Likewise even experienced people in command of technology and understanding
hampered by trying to do an analysis with RdbExpert, etc. on a sold-out,
older processor with no system resources avaialble like a over-used
VAX 8650.
More variables to consider are:
2. TRAINING specifically on Rdb. This can significantly reduce the
learning curve since people will be able to recognize what's important
and where to attack the problems at hand from a good training course.
3. EXPERIENCE specifically on Rdb. Even good people can only assimilate
so much information so fast, or may apply what they've learned in training,
and seasoned people who focus on the appropriate Rdb task will have an
applied knowledge that can be used to solve problems in minutes or hours
that commonly take less Rdb-experienced people days or weeks.
4. CHARACTER. People with training and experience have the knowledge and
confidence to act on what they know as a force for good proactively,
whereas there are plently of people (who are in the majority) who know what
they need to do but are afraid to do it because "something" might go wrong.
For example I have dozens and dozens of my customers who know they need to
implement a hashed index, have read the manual and sized it correctly, etc.
generally but are deathly afraid of the implications of maybe screwing up
and more specifically their ability to fix it at that point. A seasoned
person generously sizes the mixed area, leaves a sorted index in reserve,
scheduled a database area reload a couple of weeks out based on a sample
run they did in batch the night before -- all of this before even
implementing the index in production and even knowing that it might need
tuning at all.
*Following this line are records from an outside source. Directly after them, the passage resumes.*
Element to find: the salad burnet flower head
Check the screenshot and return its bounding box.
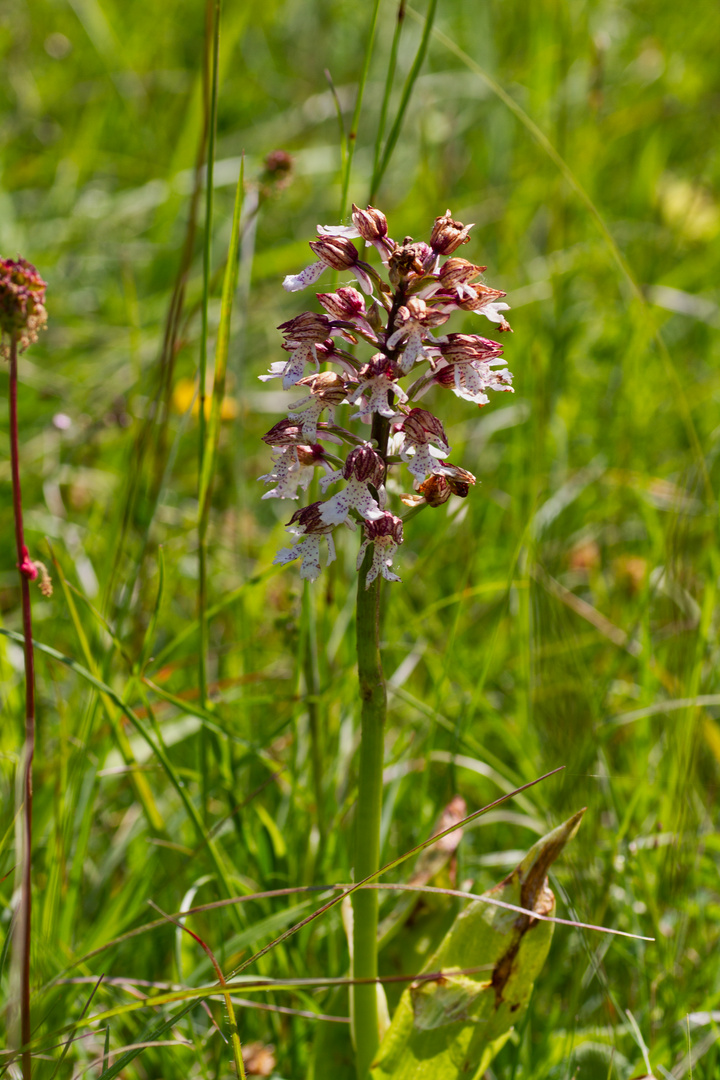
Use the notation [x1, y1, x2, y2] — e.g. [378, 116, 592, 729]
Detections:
[260, 205, 513, 588]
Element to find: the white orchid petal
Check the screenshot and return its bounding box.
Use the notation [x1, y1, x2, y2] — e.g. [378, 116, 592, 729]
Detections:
[283, 262, 327, 293]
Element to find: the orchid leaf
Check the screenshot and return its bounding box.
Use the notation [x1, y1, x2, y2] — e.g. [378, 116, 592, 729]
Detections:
[370, 810, 584, 1080]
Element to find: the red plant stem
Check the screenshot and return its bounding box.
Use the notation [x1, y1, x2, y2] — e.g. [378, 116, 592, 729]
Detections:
[10, 334, 37, 1080]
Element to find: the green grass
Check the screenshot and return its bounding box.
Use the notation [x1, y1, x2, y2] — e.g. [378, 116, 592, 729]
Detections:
[0, 0, 720, 1080]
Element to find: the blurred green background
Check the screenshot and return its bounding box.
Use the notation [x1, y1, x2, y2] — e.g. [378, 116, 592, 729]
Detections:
[0, 0, 720, 1080]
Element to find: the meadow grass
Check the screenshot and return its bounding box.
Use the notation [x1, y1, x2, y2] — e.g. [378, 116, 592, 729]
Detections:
[0, 0, 720, 1080]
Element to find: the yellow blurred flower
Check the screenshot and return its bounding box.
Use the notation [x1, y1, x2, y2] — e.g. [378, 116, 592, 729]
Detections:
[657, 173, 720, 241]
[173, 379, 239, 420]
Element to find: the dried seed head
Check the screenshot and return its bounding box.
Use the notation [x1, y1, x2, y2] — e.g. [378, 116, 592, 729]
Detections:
[287, 499, 334, 534]
[296, 372, 348, 405]
[353, 203, 388, 244]
[398, 408, 448, 446]
[342, 443, 385, 487]
[388, 237, 432, 285]
[418, 474, 452, 507]
[430, 210, 473, 255]
[310, 237, 358, 270]
[261, 417, 304, 446]
[0, 258, 47, 354]
[440, 256, 488, 288]
[298, 443, 325, 465]
[458, 284, 507, 311]
[395, 296, 450, 329]
[260, 150, 295, 199]
[365, 511, 403, 543]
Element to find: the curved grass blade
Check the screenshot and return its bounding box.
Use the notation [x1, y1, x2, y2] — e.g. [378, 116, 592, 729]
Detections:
[0, 627, 240, 926]
[199, 157, 245, 518]
[370, 810, 585, 1080]
[414, 8, 715, 505]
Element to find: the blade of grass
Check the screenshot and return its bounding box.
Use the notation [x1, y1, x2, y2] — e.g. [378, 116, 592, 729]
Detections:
[145, 566, 283, 667]
[49, 544, 165, 834]
[149, 900, 245, 1080]
[370, 0, 437, 202]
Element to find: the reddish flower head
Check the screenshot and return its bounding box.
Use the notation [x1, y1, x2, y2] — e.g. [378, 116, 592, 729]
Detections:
[0, 259, 47, 350]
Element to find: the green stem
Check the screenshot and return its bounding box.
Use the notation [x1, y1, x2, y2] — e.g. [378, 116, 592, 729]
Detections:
[353, 548, 388, 1080]
[352, 406, 392, 1080]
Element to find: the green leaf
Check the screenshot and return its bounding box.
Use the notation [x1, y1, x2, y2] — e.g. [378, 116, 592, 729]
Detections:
[370, 810, 584, 1080]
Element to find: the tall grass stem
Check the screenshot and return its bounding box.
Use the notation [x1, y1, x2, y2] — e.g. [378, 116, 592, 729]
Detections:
[9, 334, 35, 1080]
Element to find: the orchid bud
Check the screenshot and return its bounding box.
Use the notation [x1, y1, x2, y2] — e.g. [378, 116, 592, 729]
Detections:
[260, 417, 302, 446]
[430, 210, 473, 255]
[342, 443, 385, 487]
[277, 311, 332, 342]
[353, 203, 388, 244]
[418, 474, 452, 507]
[365, 511, 403, 543]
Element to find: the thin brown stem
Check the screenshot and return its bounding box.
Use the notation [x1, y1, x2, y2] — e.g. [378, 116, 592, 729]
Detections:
[9, 334, 38, 1080]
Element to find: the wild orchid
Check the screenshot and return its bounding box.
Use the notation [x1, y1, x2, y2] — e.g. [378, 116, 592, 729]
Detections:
[260, 205, 513, 588]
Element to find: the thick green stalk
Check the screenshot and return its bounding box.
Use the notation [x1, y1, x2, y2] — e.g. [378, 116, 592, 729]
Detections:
[352, 408, 392, 1080]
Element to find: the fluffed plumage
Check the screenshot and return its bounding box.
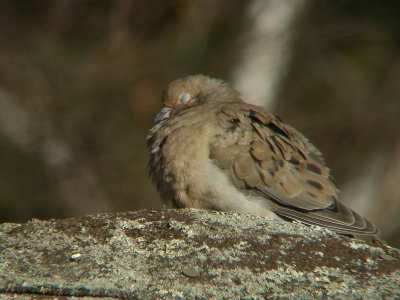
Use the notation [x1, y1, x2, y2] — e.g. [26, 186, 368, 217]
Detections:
[147, 75, 379, 238]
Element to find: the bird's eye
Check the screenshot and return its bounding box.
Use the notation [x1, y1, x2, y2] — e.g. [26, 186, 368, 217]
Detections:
[179, 93, 190, 103]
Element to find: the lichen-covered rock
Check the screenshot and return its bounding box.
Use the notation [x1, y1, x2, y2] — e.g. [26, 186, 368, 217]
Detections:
[0, 210, 400, 299]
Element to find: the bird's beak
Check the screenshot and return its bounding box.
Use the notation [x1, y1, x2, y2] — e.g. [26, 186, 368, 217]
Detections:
[153, 107, 171, 125]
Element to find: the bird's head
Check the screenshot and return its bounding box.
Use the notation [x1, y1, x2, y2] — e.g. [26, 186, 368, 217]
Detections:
[153, 75, 242, 124]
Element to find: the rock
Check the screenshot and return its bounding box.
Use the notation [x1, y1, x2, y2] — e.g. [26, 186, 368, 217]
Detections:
[0, 209, 400, 299]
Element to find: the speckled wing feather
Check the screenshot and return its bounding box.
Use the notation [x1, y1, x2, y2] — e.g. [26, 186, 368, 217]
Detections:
[210, 103, 379, 236]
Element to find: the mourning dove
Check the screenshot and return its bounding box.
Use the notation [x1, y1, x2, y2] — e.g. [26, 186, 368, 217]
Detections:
[147, 75, 379, 238]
Instead of sitting on a maybe for six months and taking
six months to make a half-hearted attempt at tuning, performance triples
imeediately and is tuned to optimum by the end of the month (until it
needs re-tuning).
5. AGE and ADAPTABILITY. In his 1991 report "Building the Open Master
Platform" Wes Melling of the Gartner Group said (0.8 probablity): "Don't
Trust Anyone Over 30." From my own experiences as an instructor I can
tell you that it is amazing how two applications programmers with roughly
the same IQ can hear completely different things when one of them is a
26-year old of a couple years experience and the other is a 25-year
IBM and COBOL veteran. The latter group consistently has lower test
scores on an open-book post-course evaluation and when you go over it
with the veteran the problem is that their pattern-recognition algorithm
in their head short-circuited the meanings into old and subsequently
wrong definitions. As long as the people are "trapped by their experience"
it won't work against them (i.e. although I am also a PDP-11 programmer
and know TECO and could still code some of these kids into the ground
using a 64Kbyte RAM RT-11 system, I am not functioning virtually in that
environment today using exclusively TECO and writing Fortran-IV code).
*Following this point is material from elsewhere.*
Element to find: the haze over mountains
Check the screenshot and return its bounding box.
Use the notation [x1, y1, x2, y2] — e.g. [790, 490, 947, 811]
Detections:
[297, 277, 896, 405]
In my town we represent this by saying "a good programmer can write
"Fortran" in *any* computer language." Likewise the quality of
adaptability may have nothing to do with age, i.e. Dave Cutler is one
of the primary visionaries behind NT and he is 50 (although Cutler's
vision may have been the same 20 years ago and Digital just never got
around to following through, there is no doubt that his opinions were
at least refined by things like the PRISM or VAXeln).
6. SOFTWARE DESIGN. If the problem isn't clearly defined and understood
you can have people who meet all of the above criteria and still be
completely ineffective. If the project management doesn't include people
who can properly design the system it is not an "Rdb problem" per se and
will fail using any vendors platforms and databases.
Technology, training, experience, character, age and adaptability and
software design all SEVERELY impact the question at hand. If you have
people who are very strong in all of those areas 2-3 people can get as
much or more done as a team of 20-30 who are uniformly weak in these
areas (ask me about government work sometime). Any model or article
that reduces these factors to a simplistic rule of thumb is making
very dangerous assumptions and will be inaccurate.
I hope this give you some insight into the problem.